Plus de 530 emplois en jeu au N.-B.: Sears veut se faire rassurant

Les difficultés financières que vit le géant du commerce de détail Sears Holding Corp font craindre le pire au Nouveau-Brunswick, où Sears Canada a promis de créer 530 nouveaux emplois cette année.

Le géant du commerce de détail Sears Holding Corp a indiqué mardi dans son rapport annuel et aux investisseurs devoir 4,2 milliards $ et douter de son avenir aux États-Unis.

De fait, l’entreprise a perdu 2,2 milliards $ au cours de l’exercice se terminant en janvier et n’a pas obtenu de bénéfice annuel depuis 2010. Ses pertes depuis lors totalisent pas moins de 10,4 milliards de dollars.

«Nos opérations et nos résultats financiers sont assujettis à divers risques et incertitudes, ce qui pourrait avoir une incidence défavorable sur nos activités, nos résultats d’exploitation et notre situation financière», peut-on lire dans le rapport annuel de 140 pages de l’entreprise déposé à l’autorité américaine des marchés financiers.

Même si Sears exerce au Canada ses activités indépendamment de l’entreprise américaine, celle-ci détient tout de même 11,7 % des actions de Sears Canada.

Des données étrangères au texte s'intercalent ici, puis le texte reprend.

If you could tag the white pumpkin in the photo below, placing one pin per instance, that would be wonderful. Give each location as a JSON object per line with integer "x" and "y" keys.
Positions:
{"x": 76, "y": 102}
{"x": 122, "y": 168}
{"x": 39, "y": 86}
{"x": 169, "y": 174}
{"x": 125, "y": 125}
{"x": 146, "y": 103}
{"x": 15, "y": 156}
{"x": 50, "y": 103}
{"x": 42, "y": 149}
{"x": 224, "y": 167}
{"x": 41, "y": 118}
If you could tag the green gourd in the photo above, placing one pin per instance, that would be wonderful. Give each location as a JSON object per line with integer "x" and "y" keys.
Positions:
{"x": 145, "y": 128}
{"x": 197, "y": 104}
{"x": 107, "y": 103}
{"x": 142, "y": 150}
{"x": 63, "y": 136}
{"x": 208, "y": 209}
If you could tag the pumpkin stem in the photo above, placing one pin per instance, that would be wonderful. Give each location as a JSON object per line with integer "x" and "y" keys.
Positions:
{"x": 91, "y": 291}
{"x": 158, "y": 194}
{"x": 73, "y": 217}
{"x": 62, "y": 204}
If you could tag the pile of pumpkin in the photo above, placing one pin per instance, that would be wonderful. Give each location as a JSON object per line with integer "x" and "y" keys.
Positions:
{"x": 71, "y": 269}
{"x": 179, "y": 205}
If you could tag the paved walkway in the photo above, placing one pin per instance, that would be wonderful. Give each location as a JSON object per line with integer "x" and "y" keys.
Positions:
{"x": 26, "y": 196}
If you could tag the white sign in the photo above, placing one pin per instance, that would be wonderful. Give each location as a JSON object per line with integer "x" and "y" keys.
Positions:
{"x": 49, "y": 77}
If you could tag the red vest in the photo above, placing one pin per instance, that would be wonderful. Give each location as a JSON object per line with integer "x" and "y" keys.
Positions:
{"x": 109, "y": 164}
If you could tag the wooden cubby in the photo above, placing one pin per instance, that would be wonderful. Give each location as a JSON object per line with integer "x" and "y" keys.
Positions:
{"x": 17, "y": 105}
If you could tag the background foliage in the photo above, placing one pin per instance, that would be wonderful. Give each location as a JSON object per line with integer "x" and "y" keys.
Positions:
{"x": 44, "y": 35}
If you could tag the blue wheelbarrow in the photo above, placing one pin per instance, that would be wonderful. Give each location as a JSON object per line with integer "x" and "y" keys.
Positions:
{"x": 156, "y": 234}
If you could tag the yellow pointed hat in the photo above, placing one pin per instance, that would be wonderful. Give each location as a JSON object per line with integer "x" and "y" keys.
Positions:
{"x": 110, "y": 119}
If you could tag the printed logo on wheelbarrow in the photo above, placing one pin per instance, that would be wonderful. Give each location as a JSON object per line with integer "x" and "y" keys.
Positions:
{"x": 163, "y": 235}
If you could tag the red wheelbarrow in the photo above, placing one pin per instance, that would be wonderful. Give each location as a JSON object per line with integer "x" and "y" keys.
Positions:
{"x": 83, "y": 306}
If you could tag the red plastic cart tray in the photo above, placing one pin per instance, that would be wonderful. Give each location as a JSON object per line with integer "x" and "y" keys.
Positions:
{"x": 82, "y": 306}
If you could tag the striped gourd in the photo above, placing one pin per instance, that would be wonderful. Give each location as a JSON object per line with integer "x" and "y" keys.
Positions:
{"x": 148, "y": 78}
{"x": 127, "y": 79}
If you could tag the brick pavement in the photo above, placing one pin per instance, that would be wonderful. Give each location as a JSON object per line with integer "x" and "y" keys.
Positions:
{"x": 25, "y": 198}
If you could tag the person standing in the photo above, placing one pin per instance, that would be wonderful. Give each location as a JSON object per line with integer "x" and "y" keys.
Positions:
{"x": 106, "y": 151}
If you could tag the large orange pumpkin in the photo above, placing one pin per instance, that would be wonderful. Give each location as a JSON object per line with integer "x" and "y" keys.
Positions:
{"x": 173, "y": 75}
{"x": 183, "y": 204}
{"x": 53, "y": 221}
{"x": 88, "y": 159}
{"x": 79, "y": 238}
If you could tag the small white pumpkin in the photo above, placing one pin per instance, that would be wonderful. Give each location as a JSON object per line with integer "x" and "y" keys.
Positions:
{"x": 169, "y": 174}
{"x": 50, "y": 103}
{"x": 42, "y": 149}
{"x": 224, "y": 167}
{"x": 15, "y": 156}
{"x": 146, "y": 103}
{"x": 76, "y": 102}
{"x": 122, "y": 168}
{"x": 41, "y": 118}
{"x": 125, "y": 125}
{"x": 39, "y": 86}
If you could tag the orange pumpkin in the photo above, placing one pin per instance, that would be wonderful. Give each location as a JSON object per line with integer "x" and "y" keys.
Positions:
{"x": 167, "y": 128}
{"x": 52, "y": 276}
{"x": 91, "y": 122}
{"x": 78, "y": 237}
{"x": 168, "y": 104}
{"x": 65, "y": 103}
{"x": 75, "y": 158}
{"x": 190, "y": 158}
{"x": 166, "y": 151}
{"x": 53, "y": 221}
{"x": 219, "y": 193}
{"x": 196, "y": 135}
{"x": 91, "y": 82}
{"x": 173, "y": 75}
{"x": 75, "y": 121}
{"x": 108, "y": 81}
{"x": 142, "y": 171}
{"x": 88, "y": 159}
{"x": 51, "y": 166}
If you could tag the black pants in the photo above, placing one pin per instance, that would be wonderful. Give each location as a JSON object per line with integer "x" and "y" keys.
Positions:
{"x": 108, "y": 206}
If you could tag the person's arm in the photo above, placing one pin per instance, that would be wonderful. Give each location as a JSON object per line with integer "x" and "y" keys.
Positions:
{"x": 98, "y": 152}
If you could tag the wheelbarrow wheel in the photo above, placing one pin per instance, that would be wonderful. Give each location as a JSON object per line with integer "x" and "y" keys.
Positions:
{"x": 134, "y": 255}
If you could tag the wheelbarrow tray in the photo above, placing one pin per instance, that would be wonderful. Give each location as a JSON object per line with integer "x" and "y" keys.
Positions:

Voilà pourquoi plusieurs craignent pour l’avenir des centres d’appels d’Edmundston et de Saint-Jean et pour celui des 530 employés qui doivent y travailler.

Les déboires financiers de l’entreprise ont trouvé écho jusqu’à l’Assemblée législative du Nouveau-Brunswick, où le premier ministre Brian Gallant a été talonné par l’opposition officielle.

Précisons qu’Opportunités NB, le ministère de l’Éducation postsecondaire, de la Formation et du Travail et la Société de développement régional prévoient verser 8,7 millions $ à Sears Canada sous forme de subventions salariales et de prêts.

«Le premier ministre peut-il décrire ce qui lui a fait croire que donner des millions et des millions de dollars à Sears était une bonne idée?», a demandé le chef conservateur Blaine Higgs.

Brian Gallant a tenu à préciser que l’aide gouvernementale sera octroyée une fois les emplois officiellement créés par Sears Canada.

Joint par l’Acadie Nouvelle à son siège social de Toronto, l’entreprise a tenu à rappeler que Sears Holding et Sears Canada sont des sociétés bien distinctes.

«Les choses progressent très bien aux centres d’affaires d’Edmundston et de Saint-Jean. Nous avons pris notre premier appel à Edmundston le 20 février et en avons de plus en plus depuis. Nous avons toujours l’intention d’embaucher 180 personnes», a indiqué Vincent Power, le porte-parole de l’entreprise.

«Nous formons notre premier groupe d’associés cette semaine à Saint-Jean, où les activités vont commencer un peu plus tard qu’à Edmundston. Nous espérons recevoir notre premier appel à ce centre à la mi-avril», a-t-il ajouté.

Malgré ces propos rassurants, Sears Canada a annoncé  mardi avoir conclu une convention de crédit avec KKR Capital Markets LLC et GACP Finance LLC pour un prêt à terme garanti de 5 ans pouvant atteindre 300 millions $.

Le prêt, qui servira à répondre aux besoins généraux de la Société, est accessible en deux tranches, dont une de 125 millions $ qui a été retirée en entier mardi. Une deuxième tranche pouvant s’élever jusqu’à 175 millions $ pourra être touchée ultérieurement au gré de la société.

«Nous n’avons aucune information spécifique qui nous donnerait des raisons de craindre outre mesure pour les emplois à l’installation d’Edmundston», a indiqué le maire de l’endroit, Cyrille Simard.

Une visite de l’Acadie Nouvelle au centre d’appel de Sears Canada, jeudi à Edmundston, a permis de constater qu’une certaine activité professionnelle s’y déroulait.

Le stationnement de l’endroit destiné aux employés était jonché d’une cinquantaine de véhicules.

Un employé de l’endroit a indiqué au représentant de l’Acadie Nouvelle que 60 personnes étaient actuellement à l’emploi de Sears Canada dans ces installations et qu’il y avait peu d’inquiétude malgré les difficultés que traverse Sears aux États-Unis.

«Sears continue d’intensifier ses efforts ici à Saint-Jean. Je crois que l’entreprise a embauché 77 personnes et est sur la bonne voie pour embaucher 350 travailleurs sur une période de trois ans», a pour sa part raconté Steve Carson, le directeur de l’agence de développement économique Entreprise Saint John.